Last year for St. Patty’s Day I made the Momofuku Grasshopper pie and two years ago I made these Guinness cupcakes with Bailey’s frosting;. I thought it was about time to bring out the Bailey’s again this time as the star in the form of cheesecake rather than frosting.


I was pleasantly surprised at how perfect these bars came out. The creamy Bailey’s filling is a nice complement to the chocolatey Oreo crust. There’s only half a tablespoon of Bailey’s per bar, but if you were really concerned about the alcohol, I think you could use the Bailey’s flavored coffee creamer as a substitute.
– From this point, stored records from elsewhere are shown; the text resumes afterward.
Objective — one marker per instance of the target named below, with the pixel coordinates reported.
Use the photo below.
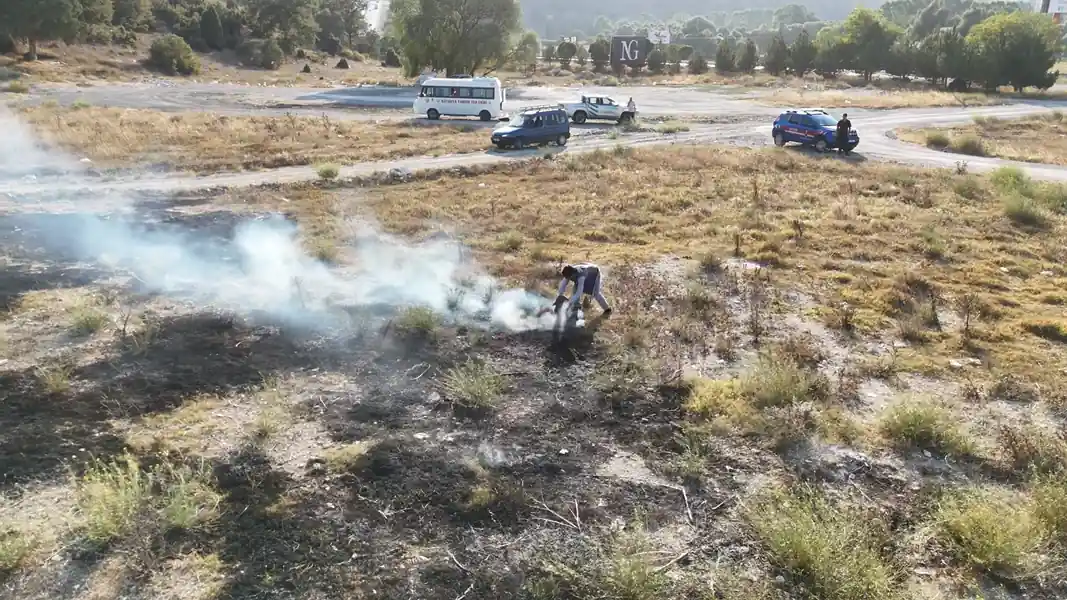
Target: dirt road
(719, 119)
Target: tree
(725, 58)
(1017, 49)
(526, 51)
(566, 51)
(749, 57)
(173, 56)
(454, 35)
(657, 59)
(96, 12)
(793, 14)
(778, 56)
(600, 51)
(344, 19)
(872, 36)
(130, 14)
(36, 20)
(292, 21)
(582, 57)
(698, 65)
(901, 61)
(802, 54)
(211, 28)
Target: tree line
(261, 31)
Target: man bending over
(587, 279)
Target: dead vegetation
(1032, 139)
(795, 397)
(206, 142)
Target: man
(844, 126)
(587, 279)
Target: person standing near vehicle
(587, 279)
(844, 126)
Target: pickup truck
(600, 108)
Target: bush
(926, 426)
(992, 531)
(260, 53)
(698, 65)
(474, 385)
(328, 171)
(173, 56)
(1024, 211)
(937, 140)
(969, 144)
(834, 551)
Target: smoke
(259, 269)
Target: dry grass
(994, 531)
(204, 142)
(1033, 139)
(866, 230)
(833, 550)
(880, 99)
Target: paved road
(723, 119)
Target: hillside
(551, 18)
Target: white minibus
(470, 96)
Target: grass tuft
(417, 321)
(925, 425)
(1025, 211)
(190, 500)
(86, 321)
(969, 144)
(474, 385)
(993, 531)
(15, 548)
(110, 496)
(937, 140)
(328, 171)
(830, 549)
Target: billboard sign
(631, 50)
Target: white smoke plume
(260, 269)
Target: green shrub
(925, 425)
(937, 140)
(173, 56)
(993, 531)
(328, 171)
(1009, 179)
(969, 144)
(832, 551)
(1023, 210)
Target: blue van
(535, 126)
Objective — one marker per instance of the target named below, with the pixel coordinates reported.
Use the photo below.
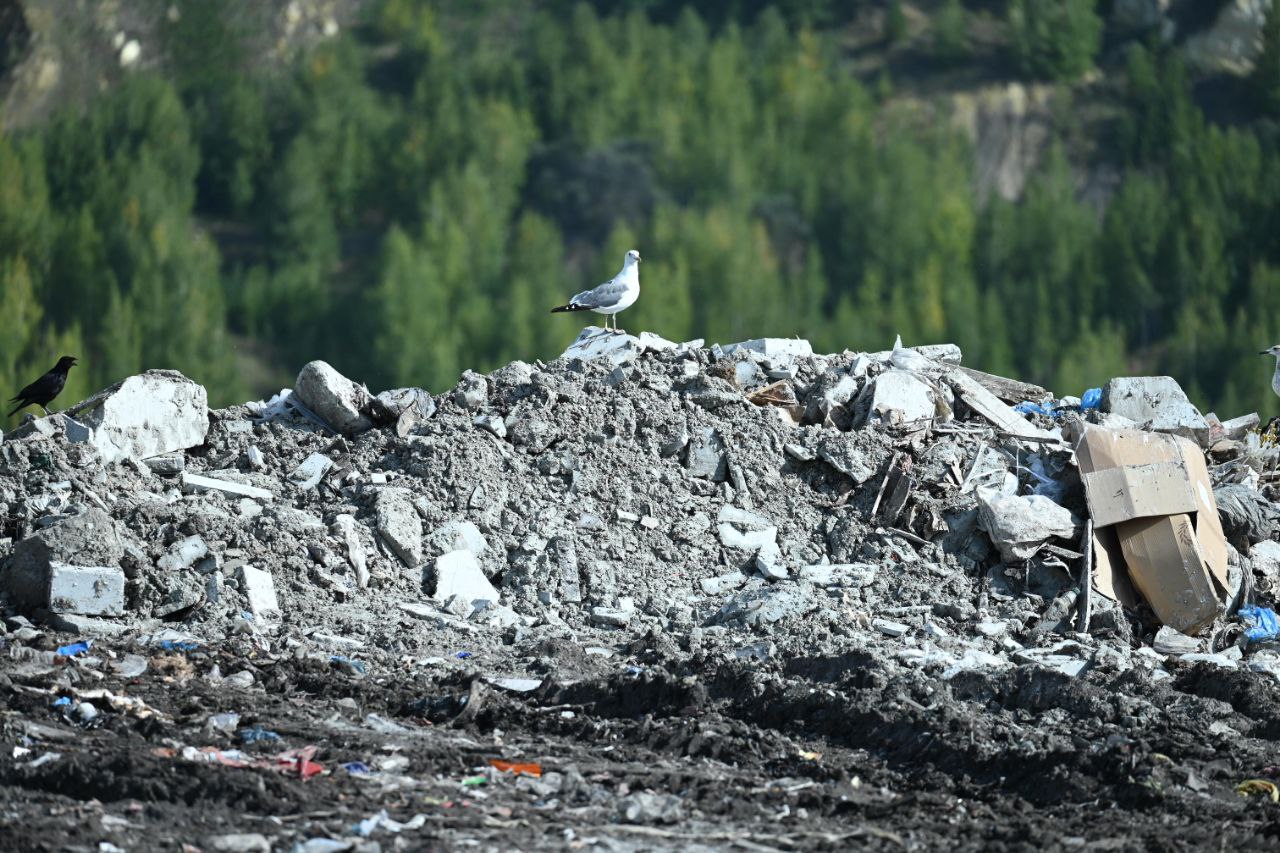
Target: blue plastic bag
(1260, 623)
(74, 648)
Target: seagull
(44, 389)
(1275, 377)
(616, 295)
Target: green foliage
(1054, 39)
(410, 200)
(1266, 73)
(951, 32)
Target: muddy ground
(798, 752)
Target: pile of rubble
(897, 501)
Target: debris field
(647, 596)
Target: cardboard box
(1153, 492)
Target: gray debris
(1153, 402)
(400, 525)
(334, 398)
(1020, 524)
(91, 591)
(705, 456)
(458, 574)
(312, 469)
(150, 414)
(900, 397)
(259, 588)
(196, 483)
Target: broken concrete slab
(457, 536)
(86, 538)
(196, 483)
(705, 455)
(1019, 525)
(312, 469)
(259, 588)
(150, 414)
(400, 525)
(900, 397)
(458, 574)
(772, 347)
(1157, 402)
(333, 397)
(90, 591)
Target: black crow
(44, 389)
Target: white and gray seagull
(1275, 377)
(616, 295)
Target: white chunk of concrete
(901, 397)
(195, 483)
(1019, 524)
(458, 574)
(90, 591)
(312, 469)
(400, 525)
(259, 587)
(333, 397)
(150, 414)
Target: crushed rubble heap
(636, 515)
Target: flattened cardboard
(1169, 569)
(1119, 495)
(1161, 565)
(1110, 576)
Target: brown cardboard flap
(1110, 576)
(1170, 570)
(1098, 450)
(1119, 495)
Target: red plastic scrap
(300, 761)
(519, 769)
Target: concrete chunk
(312, 469)
(458, 536)
(195, 483)
(87, 538)
(400, 525)
(705, 457)
(1157, 402)
(259, 587)
(1020, 524)
(334, 398)
(90, 591)
(900, 397)
(458, 574)
(772, 347)
(154, 413)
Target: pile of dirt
(709, 593)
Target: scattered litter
(516, 769)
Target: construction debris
(682, 546)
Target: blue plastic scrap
(1033, 409)
(255, 735)
(346, 661)
(1260, 623)
(74, 648)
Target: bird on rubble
(616, 295)
(1275, 377)
(42, 391)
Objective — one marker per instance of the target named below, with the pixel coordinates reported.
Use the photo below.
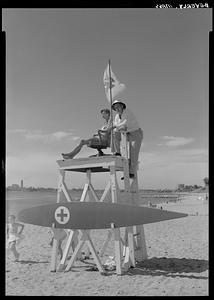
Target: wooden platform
(95, 164)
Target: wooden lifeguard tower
(128, 250)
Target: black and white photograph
(107, 139)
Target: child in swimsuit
(14, 235)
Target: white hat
(120, 102)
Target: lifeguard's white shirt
(128, 119)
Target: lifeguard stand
(133, 244)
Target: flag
(116, 86)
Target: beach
(177, 263)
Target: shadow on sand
(170, 267)
(30, 262)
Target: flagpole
(110, 95)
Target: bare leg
(76, 150)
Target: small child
(14, 237)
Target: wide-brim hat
(118, 101)
(106, 110)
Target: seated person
(102, 138)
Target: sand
(177, 263)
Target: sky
(55, 60)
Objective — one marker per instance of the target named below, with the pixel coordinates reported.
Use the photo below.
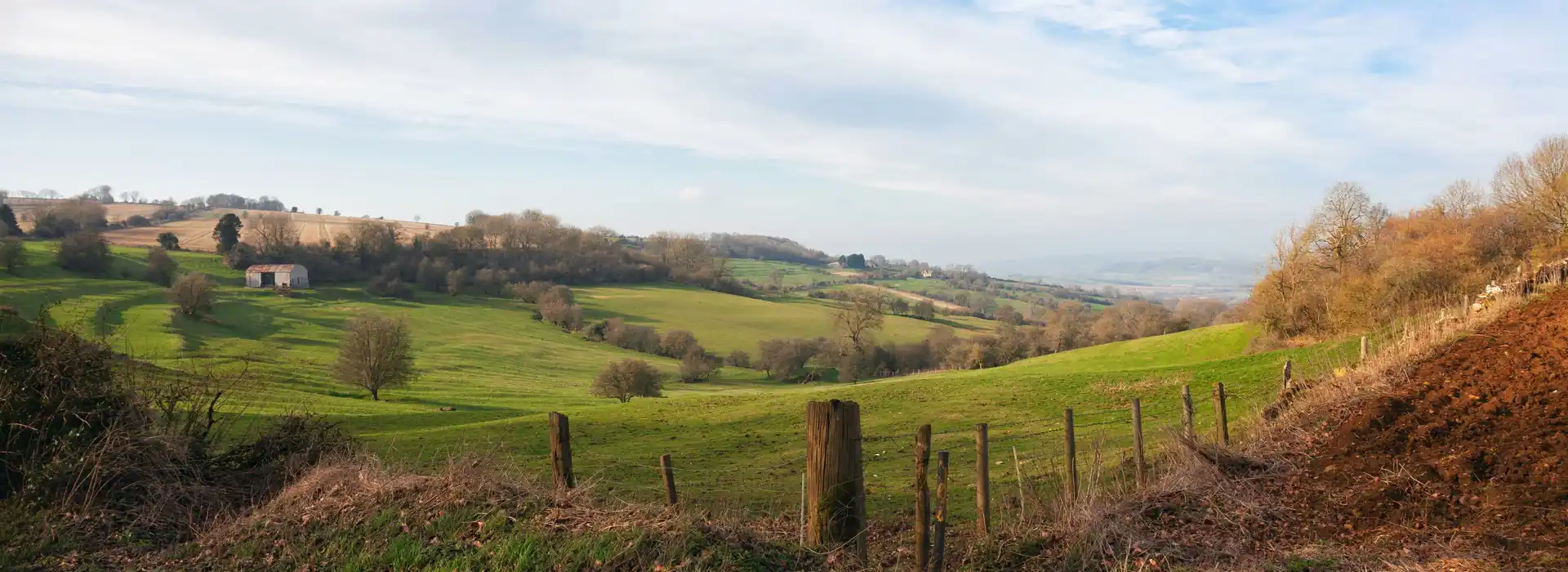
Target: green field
(938, 286)
(736, 440)
(725, 324)
(760, 271)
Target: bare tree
(1535, 187)
(376, 353)
(1460, 199)
(860, 319)
(274, 234)
(1344, 225)
(627, 378)
(194, 293)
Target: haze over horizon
(940, 129)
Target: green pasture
(736, 440)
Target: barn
(267, 276)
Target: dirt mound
(1472, 447)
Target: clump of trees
(13, 256)
(1353, 266)
(160, 266)
(226, 232)
(68, 218)
(765, 248)
(194, 293)
(627, 378)
(376, 355)
(83, 251)
(559, 306)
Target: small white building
(267, 276)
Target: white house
(267, 276)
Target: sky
(946, 131)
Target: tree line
(1353, 264)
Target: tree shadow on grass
(234, 317)
(112, 314)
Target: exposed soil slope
(1474, 444)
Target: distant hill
(767, 248)
(1148, 275)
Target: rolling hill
(196, 232)
(737, 438)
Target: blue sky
(951, 131)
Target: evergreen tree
(228, 232)
(8, 221)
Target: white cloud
(1123, 112)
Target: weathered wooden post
(1137, 440)
(940, 541)
(1186, 413)
(922, 497)
(1071, 454)
(1018, 474)
(670, 478)
(982, 480)
(1222, 430)
(835, 483)
(562, 452)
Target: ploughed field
(196, 232)
(737, 440)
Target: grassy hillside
(795, 275)
(196, 232)
(725, 324)
(736, 440)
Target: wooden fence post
(1137, 440)
(1186, 413)
(940, 541)
(1071, 454)
(922, 497)
(562, 452)
(835, 481)
(982, 480)
(1018, 474)
(670, 478)
(1222, 430)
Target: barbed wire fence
(996, 474)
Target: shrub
(240, 256)
(678, 343)
(160, 266)
(83, 252)
(739, 358)
(627, 378)
(787, 358)
(376, 353)
(697, 365)
(626, 336)
(569, 317)
(11, 254)
(390, 287)
(529, 292)
(194, 293)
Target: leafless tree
(1535, 187)
(274, 234)
(627, 378)
(376, 353)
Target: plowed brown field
(1472, 445)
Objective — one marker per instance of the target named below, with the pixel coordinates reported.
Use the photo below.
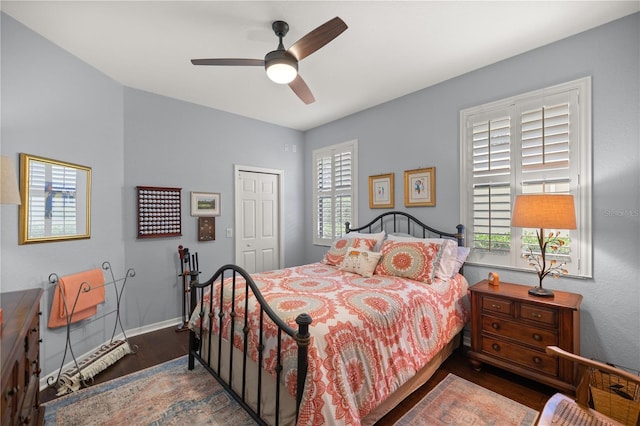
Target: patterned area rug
(456, 401)
(167, 394)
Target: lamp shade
(545, 211)
(9, 192)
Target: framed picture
(381, 191)
(56, 200)
(159, 212)
(206, 228)
(420, 187)
(205, 204)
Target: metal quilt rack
(82, 372)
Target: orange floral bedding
(368, 336)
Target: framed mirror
(55, 200)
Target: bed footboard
(236, 281)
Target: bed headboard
(401, 222)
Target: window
(53, 209)
(334, 190)
(539, 142)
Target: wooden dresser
(20, 342)
(510, 330)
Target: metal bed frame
(394, 221)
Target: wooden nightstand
(510, 330)
(20, 343)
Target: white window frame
(331, 151)
(580, 172)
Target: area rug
(167, 394)
(456, 401)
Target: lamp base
(540, 292)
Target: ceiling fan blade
(229, 61)
(301, 89)
(317, 38)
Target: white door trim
(280, 173)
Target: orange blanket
(73, 286)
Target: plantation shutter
(334, 191)
(538, 142)
(491, 163)
(546, 161)
(52, 200)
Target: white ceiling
(390, 49)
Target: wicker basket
(615, 397)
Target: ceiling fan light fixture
(281, 66)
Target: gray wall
(55, 106)
(421, 130)
(171, 143)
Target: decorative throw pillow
(446, 266)
(413, 260)
(362, 262)
(378, 236)
(336, 253)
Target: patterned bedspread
(368, 336)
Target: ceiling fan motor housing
(281, 66)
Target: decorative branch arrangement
(539, 261)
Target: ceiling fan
(282, 65)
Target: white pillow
(362, 262)
(378, 236)
(462, 253)
(446, 267)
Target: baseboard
(466, 340)
(44, 381)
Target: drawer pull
(11, 392)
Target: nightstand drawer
(502, 306)
(536, 313)
(529, 358)
(521, 333)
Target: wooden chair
(605, 395)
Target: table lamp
(544, 211)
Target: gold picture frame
(55, 200)
(205, 204)
(206, 228)
(381, 194)
(420, 187)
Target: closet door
(257, 221)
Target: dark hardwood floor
(166, 344)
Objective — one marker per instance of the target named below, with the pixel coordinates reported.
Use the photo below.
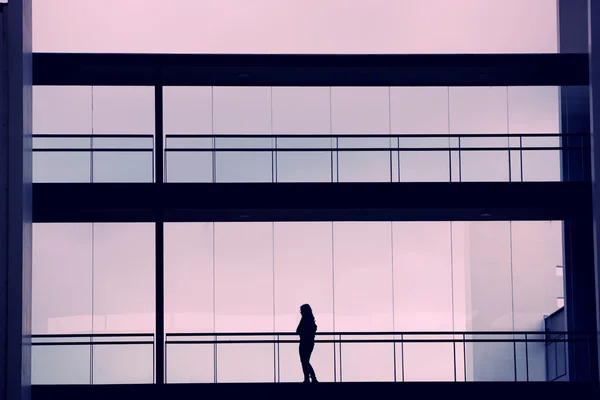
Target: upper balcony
(209, 158)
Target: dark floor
(367, 391)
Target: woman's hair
(306, 311)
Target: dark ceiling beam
(139, 202)
(310, 70)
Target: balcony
(308, 158)
(263, 357)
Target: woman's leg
(311, 371)
(304, 360)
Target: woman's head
(306, 311)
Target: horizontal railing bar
(92, 136)
(366, 149)
(92, 150)
(89, 335)
(370, 333)
(88, 343)
(371, 136)
(456, 340)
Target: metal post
(159, 234)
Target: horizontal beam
(310, 70)
(140, 202)
(325, 390)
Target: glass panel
(243, 278)
(303, 277)
(62, 305)
(542, 165)
(537, 249)
(124, 280)
(60, 365)
(123, 166)
(298, 110)
(244, 167)
(191, 363)
(429, 361)
(360, 110)
(367, 362)
(62, 109)
(390, 27)
(419, 110)
(193, 166)
(322, 359)
(304, 166)
(488, 272)
(424, 166)
(141, 142)
(123, 109)
(254, 362)
(423, 296)
(115, 364)
(364, 166)
(189, 297)
(61, 143)
(481, 110)
(242, 109)
(363, 264)
(187, 110)
(57, 166)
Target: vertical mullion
(159, 239)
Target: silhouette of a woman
(306, 330)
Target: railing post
(159, 240)
(340, 337)
(515, 357)
(465, 355)
(454, 352)
(395, 369)
(526, 359)
(402, 350)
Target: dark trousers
(306, 349)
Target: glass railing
(370, 158)
(93, 158)
(311, 158)
(92, 358)
(367, 356)
(337, 357)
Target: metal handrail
(91, 343)
(369, 136)
(91, 336)
(457, 338)
(382, 333)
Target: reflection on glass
(244, 167)
(123, 277)
(358, 276)
(301, 277)
(114, 364)
(62, 109)
(60, 365)
(61, 306)
(191, 363)
(65, 167)
(243, 278)
(363, 264)
(123, 109)
(123, 166)
(239, 362)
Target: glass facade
(299, 134)
(298, 27)
(410, 277)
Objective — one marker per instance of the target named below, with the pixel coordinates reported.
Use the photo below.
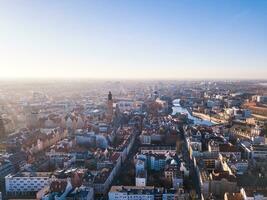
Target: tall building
(2, 127)
(110, 107)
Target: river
(178, 109)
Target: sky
(137, 39)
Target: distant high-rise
(110, 107)
(2, 127)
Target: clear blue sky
(133, 39)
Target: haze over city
(133, 100)
(133, 39)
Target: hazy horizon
(118, 40)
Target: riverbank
(207, 117)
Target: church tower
(110, 107)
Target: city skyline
(133, 39)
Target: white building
(27, 182)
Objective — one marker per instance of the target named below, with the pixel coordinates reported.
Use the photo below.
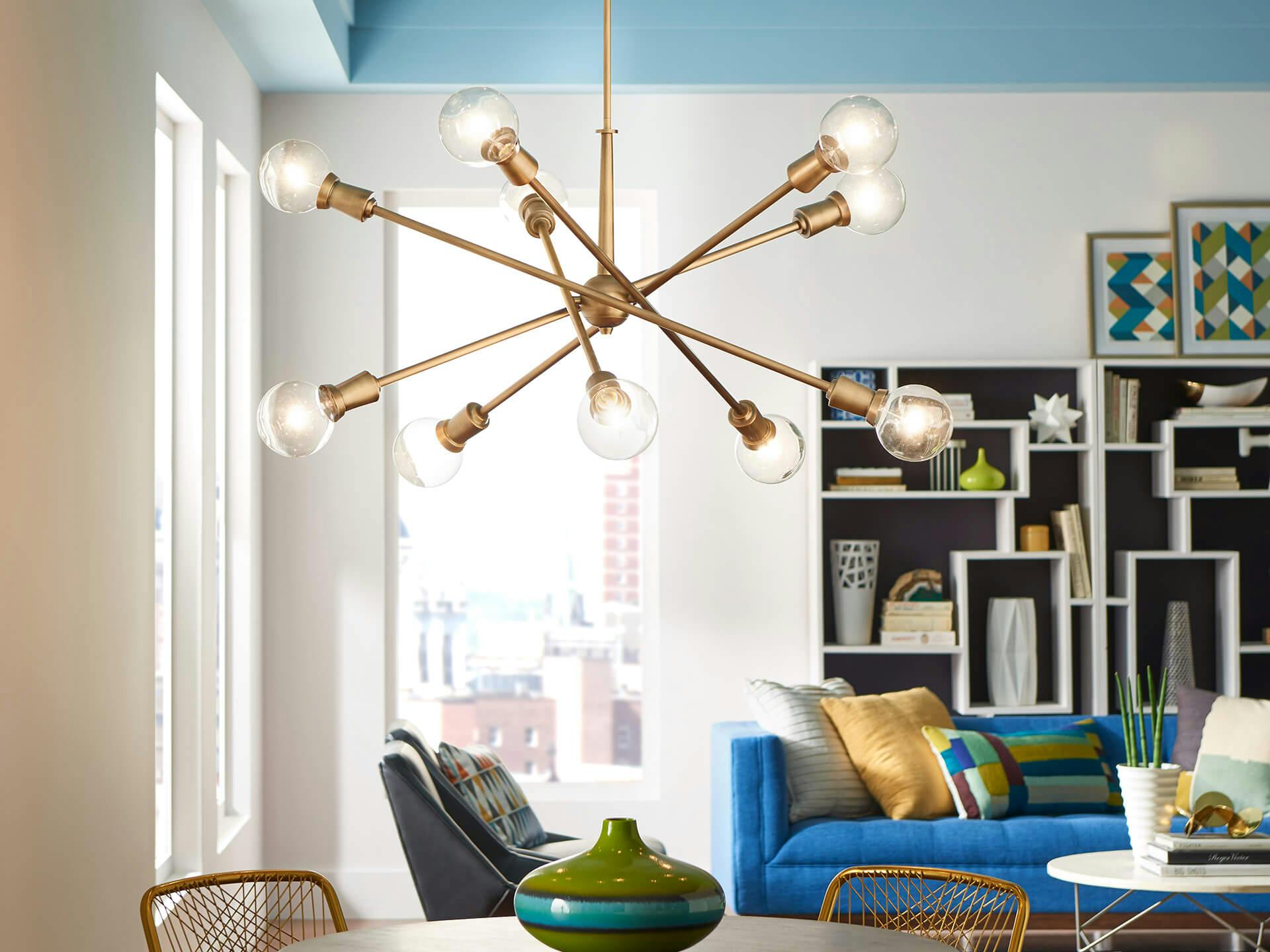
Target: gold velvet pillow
(883, 735)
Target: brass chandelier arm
(574, 317)
(726, 231)
(629, 287)
(538, 371)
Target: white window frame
(234, 444)
(189, 583)
(650, 787)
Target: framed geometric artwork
(1130, 295)
(1223, 266)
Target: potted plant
(1147, 785)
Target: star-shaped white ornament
(1053, 419)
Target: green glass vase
(984, 476)
(619, 896)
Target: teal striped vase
(619, 896)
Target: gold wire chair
(240, 912)
(963, 910)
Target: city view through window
(520, 583)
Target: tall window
(520, 587)
(164, 314)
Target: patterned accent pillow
(491, 790)
(992, 776)
(822, 781)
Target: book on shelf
(1155, 866)
(919, 637)
(1070, 537)
(869, 488)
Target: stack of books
(962, 405)
(1068, 534)
(868, 479)
(917, 623)
(1206, 479)
(1206, 855)
(1123, 395)
(1246, 415)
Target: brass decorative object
(964, 910)
(240, 912)
(616, 419)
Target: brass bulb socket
(829, 212)
(338, 399)
(536, 216)
(595, 310)
(465, 424)
(352, 201)
(755, 428)
(520, 168)
(810, 171)
(846, 394)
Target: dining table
(736, 933)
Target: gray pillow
(1193, 707)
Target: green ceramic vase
(619, 896)
(982, 476)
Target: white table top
(1117, 870)
(734, 933)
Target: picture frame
(1220, 247)
(1132, 294)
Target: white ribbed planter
(1150, 795)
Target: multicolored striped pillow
(992, 776)
(489, 789)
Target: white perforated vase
(855, 588)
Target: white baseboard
(376, 894)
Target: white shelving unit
(1099, 630)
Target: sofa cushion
(951, 842)
(883, 735)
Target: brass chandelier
(616, 418)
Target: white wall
(988, 262)
(77, 442)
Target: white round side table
(1115, 869)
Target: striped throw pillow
(489, 789)
(821, 777)
(992, 776)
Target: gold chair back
(964, 910)
(240, 912)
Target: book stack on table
(1206, 855)
(917, 623)
(868, 479)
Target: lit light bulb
(479, 126)
(876, 200)
(857, 135)
(511, 196)
(419, 457)
(778, 459)
(915, 423)
(618, 419)
(294, 419)
(291, 173)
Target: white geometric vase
(1011, 651)
(1148, 795)
(855, 588)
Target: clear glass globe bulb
(915, 423)
(479, 126)
(777, 460)
(876, 201)
(857, 135)
(291, 173)
(421, 459)
(618, 419)
(294, 420)
(511, 196)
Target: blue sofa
(769, 866)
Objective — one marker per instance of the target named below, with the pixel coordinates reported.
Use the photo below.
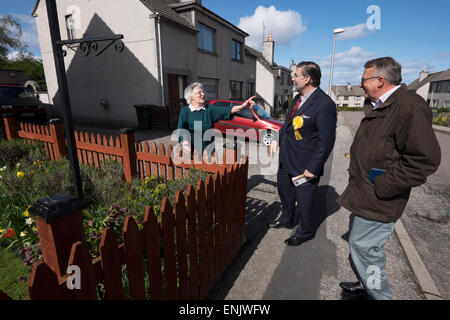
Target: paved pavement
(266, 268)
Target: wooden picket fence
(182, 253)
(138, 159)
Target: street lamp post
(335, 32)
(84, 47)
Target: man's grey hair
(312, 70)
(387, 67)
(189, 91)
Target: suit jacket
(318, 135)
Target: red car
(252, 118)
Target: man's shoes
(277, 225)
(294, 241)
(354, 288)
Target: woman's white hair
(189, 91)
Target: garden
(27, 175)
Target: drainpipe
(161, 77)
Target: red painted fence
(179, 255)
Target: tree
(10, 37)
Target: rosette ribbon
(297, 122)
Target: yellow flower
(26, 213)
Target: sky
(415, 33)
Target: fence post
(59, 223)
(230, 154)
(59, 143)
(129, 153)
(10, 126)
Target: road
(427, 215)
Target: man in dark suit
(306, 140)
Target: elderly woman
(196, 111)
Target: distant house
(168, 44)
(273, 82)
(433, 88)
(348, 96)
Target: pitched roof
(160, 6)
(432, 77)
(344, 91)
(272, 68)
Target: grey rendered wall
(123, 79)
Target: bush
(18, 149)
(441, 119)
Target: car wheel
(266, 138)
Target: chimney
(268, 48)
(423, 74)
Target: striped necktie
(297, 105)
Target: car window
(15, 92)
(245, 113)
(261, 112)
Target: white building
(273, 82)
(433, 88)
(348, 96)
(195, 44)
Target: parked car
(21, 102)
(252, 118)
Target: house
(273, 82)
(167, 45)
(348, 96)
(433, 88)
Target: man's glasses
(365, 79)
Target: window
(237, 50)
(235, 89)
(250, 89)
(206, 38)
(70, 27)
(210, 86)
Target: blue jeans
(367, 256)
Not as good if you ask me, but whatever works for you.

I had to tell Dustin he couldn’t have two in a night (for health purposes) because they were that good!

Bailey’s Cheesecake Bars

yields 16 bars


  • 20 Oreos
  • 5 tablespoons unsalted butter, melted
  1. Preheat the oven to 350º. Line a 9″x9″ baking pan with aluminum foil, leave some hanging over the edge to act as a handle.
  2. Pulse the Oreos in a food processor until the cookies resemble fine crumbs.
  3. Mix in a medium-sized bowl with the melted butter.
  4. Gently press the Oreos into the baking sheet.
  5. Bake for 9-10 minutes.
  6. Allow to cool while making the filling.


  • 16 ounces cream cheese, softened
  • 1/2 cup granulated sugar
  • 1/4 cup milk
  • 1/2 cup Bailey’s Irish Cream
  • 3 large eggs, room temperature
  • 2 tablespoons all-purpose flour
  • 1 teaspoon vanilla extract
  1. Mix the cream cheese in the bowl of a stand mixer until smooth.
  2. Add in the sugar, milk, and Bailey’s and mix.
  3. Add in the eggs, one at a time, beating after each addition.
  4. Add in the flour and vanilla extract and mix.
  5. Spread the cream cheese mixture on top of the crust (you will have a little bit left over).
  6. Bake for 30 minutes.
  7. Allow to cool at room temperature for about an hour.
  8. Cover with aluminum foil and allow to sit in the refrigerator overnight before slicing.